Las golondrinas aparecieron en el horizonte, se fueron acercando y comenzaron a describir círculos por encima de la casa de Isidro. Luego su vuelo fue vertiginoso; unas veces se elevaban más rápidas que una saeta, otras se dejaban caer como plomo, y al rozar la hierba se deslizaban por encima del prado con loca velocidad, tocando las florecillas con la punta de sus alas y cantando:

¡Pi, piu; pi, piu; pi, pi!
¡El buen tiempo ya está aquí!

Al oírlas, el gallo, siempre desdeñoso por exceso de orgullo, se atufaba, enderezaba sus patas, estiraba el cuerpo, alargaba el cuello, abría desmesuradamente el pico y cantaba contestando a las golondrinas:

¡Quiquiriquí!
¿qué me cuenta V. a mí?

El pavo convertía su cola en abanico, agitaba todas sus plumas, se ahuecaba, su cresta colgante tomaba matices blancos, azulados y rojos; en una palabra, se daba una pavonada, y exclamaba:

¡Garú, garú, garó!
¡El mal tiempo ya pasó!

Las golondrinas continuaron su vuelo errante y vagabundo sin hacer caso del orgulloso gallo ni del vanidoso pavo; poco a poco se fueron acercando a la casa, pasaron tocando sus nidos, que se conservaban pegados al alero del tejado; algunas alargaron el pico y hasta metieron la cabecita dentro del agujero del nido; y como con su alegría creciese el canto, no se oía otra cosa en el espacio que

¡Pi, piu; pi, piu; pi, pi!
¡El buen tiempo ya está aquí!

Otras golondrinas se aproximaban al alero, tocaban las piedras de la fachada con sus picos y se alejaban para volver otra vez. Los hijos de Isidro las estaban observando y decían:

-Mira, mira, cómo construyen nuevos nidos.
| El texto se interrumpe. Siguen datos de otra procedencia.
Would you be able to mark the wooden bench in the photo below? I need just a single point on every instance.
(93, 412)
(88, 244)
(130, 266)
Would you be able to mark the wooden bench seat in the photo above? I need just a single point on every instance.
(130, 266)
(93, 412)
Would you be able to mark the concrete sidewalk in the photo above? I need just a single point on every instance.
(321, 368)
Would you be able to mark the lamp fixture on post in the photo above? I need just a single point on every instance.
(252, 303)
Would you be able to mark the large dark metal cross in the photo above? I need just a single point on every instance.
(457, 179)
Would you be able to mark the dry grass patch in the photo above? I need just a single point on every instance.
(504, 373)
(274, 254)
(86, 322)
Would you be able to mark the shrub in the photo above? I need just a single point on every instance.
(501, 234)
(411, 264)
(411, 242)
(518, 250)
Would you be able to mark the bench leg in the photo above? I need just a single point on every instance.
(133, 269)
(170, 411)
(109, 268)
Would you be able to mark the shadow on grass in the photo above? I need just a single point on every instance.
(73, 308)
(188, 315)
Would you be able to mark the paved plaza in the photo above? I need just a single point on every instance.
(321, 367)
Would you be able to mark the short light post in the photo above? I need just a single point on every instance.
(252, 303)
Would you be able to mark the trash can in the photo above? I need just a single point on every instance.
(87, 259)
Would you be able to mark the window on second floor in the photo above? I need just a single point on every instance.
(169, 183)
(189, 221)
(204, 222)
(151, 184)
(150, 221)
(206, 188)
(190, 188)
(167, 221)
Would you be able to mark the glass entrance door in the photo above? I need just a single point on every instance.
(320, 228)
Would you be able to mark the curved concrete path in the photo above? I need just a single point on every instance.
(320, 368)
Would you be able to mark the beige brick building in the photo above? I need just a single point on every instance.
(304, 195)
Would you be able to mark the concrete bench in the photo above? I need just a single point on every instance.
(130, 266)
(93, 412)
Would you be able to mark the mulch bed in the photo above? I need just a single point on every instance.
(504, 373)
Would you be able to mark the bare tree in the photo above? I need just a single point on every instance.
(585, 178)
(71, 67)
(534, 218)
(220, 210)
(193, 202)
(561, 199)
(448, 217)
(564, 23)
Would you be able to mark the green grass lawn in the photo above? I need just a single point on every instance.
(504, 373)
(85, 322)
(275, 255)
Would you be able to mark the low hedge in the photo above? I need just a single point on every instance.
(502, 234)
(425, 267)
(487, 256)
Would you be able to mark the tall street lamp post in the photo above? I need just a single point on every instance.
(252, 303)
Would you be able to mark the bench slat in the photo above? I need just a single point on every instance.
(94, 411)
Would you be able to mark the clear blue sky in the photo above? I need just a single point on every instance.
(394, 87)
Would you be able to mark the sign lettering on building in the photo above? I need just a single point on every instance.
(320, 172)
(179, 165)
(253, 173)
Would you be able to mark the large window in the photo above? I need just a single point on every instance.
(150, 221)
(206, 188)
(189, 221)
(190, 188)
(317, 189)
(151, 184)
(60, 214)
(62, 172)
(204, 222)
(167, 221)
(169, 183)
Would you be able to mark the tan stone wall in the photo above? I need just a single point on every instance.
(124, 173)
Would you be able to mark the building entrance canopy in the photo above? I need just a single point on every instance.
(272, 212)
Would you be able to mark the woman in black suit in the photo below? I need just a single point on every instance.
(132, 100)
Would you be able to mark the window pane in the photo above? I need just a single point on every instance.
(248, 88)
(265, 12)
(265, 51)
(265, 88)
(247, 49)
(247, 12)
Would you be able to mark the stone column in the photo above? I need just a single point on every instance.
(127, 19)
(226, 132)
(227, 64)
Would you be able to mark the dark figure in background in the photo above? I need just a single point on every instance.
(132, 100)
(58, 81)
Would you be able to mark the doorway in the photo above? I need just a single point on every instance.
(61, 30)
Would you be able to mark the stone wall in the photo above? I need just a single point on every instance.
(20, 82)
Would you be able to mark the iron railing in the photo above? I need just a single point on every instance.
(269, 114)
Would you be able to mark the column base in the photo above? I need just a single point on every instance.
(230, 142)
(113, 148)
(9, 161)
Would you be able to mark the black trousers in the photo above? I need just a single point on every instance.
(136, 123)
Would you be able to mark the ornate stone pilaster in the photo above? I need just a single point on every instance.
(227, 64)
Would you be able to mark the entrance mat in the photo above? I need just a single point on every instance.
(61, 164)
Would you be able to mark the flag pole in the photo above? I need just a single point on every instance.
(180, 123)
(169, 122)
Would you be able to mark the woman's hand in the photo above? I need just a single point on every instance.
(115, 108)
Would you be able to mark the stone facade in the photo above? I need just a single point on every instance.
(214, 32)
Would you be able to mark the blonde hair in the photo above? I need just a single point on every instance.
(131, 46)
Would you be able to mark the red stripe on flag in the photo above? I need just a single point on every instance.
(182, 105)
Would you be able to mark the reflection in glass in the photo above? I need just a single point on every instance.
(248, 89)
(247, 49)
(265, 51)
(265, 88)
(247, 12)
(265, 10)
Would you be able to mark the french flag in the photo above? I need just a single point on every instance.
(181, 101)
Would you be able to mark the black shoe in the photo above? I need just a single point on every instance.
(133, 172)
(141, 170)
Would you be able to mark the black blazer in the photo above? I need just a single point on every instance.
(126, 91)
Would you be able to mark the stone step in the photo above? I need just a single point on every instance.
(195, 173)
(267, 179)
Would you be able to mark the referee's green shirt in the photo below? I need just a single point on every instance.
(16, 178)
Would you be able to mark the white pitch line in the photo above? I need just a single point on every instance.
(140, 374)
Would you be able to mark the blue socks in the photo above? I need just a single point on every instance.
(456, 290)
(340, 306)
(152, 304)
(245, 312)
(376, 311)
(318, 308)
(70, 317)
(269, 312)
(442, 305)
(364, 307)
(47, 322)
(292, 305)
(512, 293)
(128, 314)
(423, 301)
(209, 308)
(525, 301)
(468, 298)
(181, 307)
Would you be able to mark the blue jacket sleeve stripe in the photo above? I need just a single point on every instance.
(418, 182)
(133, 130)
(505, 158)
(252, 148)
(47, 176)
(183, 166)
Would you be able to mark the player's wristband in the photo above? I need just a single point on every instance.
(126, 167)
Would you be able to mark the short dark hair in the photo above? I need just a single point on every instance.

Y aquella edificación maravillosa fue progresando y aparecieron otros nidos; y luego se metieron en ellos las golondrinas, empollando sus huevos y esperando el instante dichoso para ellas en que las pequeñitas rompieran la cáscara y asomando sus piquitos dijeran:

¡Madre, madre! ¡Pi, pi, pi!
¿Hay comida para mí?

Mientras llegaba el feliz momento, las golondrinas permanecían en sus nidos sin que nadie las molestara, pues Isidro había dicho a sus hijos que las golondrinas purifican la atmósfera comiéndose los insectos y alegran el ánimo con su vuelo y su canto, sin pedir, en cambio, otra cosa al labriego sino que las permita embellecer su morada colgando sus nidos debajo de las ventanas y de los aleros. Si queremos ser exactos, hemos de decir que había quien molestaba a los pájaros, que si de día estaban tranquilos, en cambio muchas veces veían interrumpido su sueño durante la noche. Entonces asomaban la cabeza fuera del agujero del nido; abrían sus negros, brillantes y redondos ojos y decían:

-¡Dichoso perro!

El dichoso perro se llamaba Inquieto, nombre que le habían puesto porque no podía estarse un momento parado. Cuando tomaba el sol, tendido en la era, daba guerra a las moscas y mosquitos pegando dentelladas por cogerlos, y al dormir gruñía por no estarse callado. Si por casualidad veía un gato, echaba a correr tras él ladrando como un desesperado. En cuanto atisbaba un pájaro, de un salto procuraba darle alcance; pero mayor era la rapidez del pájaro en escapar que la de Inquieto en acometerle. Al verse burlado se paraba al pie del árbol donde aquél se había refugiado, escarbaba la tierra, y entre gruñidos y ladridos se pasaba buen rato, hasta que se había cansado tontamente. Pero todo esto nada era comparado con lo que ocurría al ver la luna. El perro la tenía guerra declarada y la ladraba hasta desgañitarse; y lo más chistoso era que creía intimidarla, pues cuando la luna estaba en el cuarto menguante y perdía su redondez hasta desaparecer, decíase que se había espantado de sus ladridos y que no se atrevía a asomarse por encima de las montañas. Su vanidad veíase contrariada cuando la luna entraba en el cuarto creciente, y entonces vuelta otra vez a los ladridos, a las carreras y a los saltos por cogerla; pues nada menos que coger la luna se había propuesto Inquieto.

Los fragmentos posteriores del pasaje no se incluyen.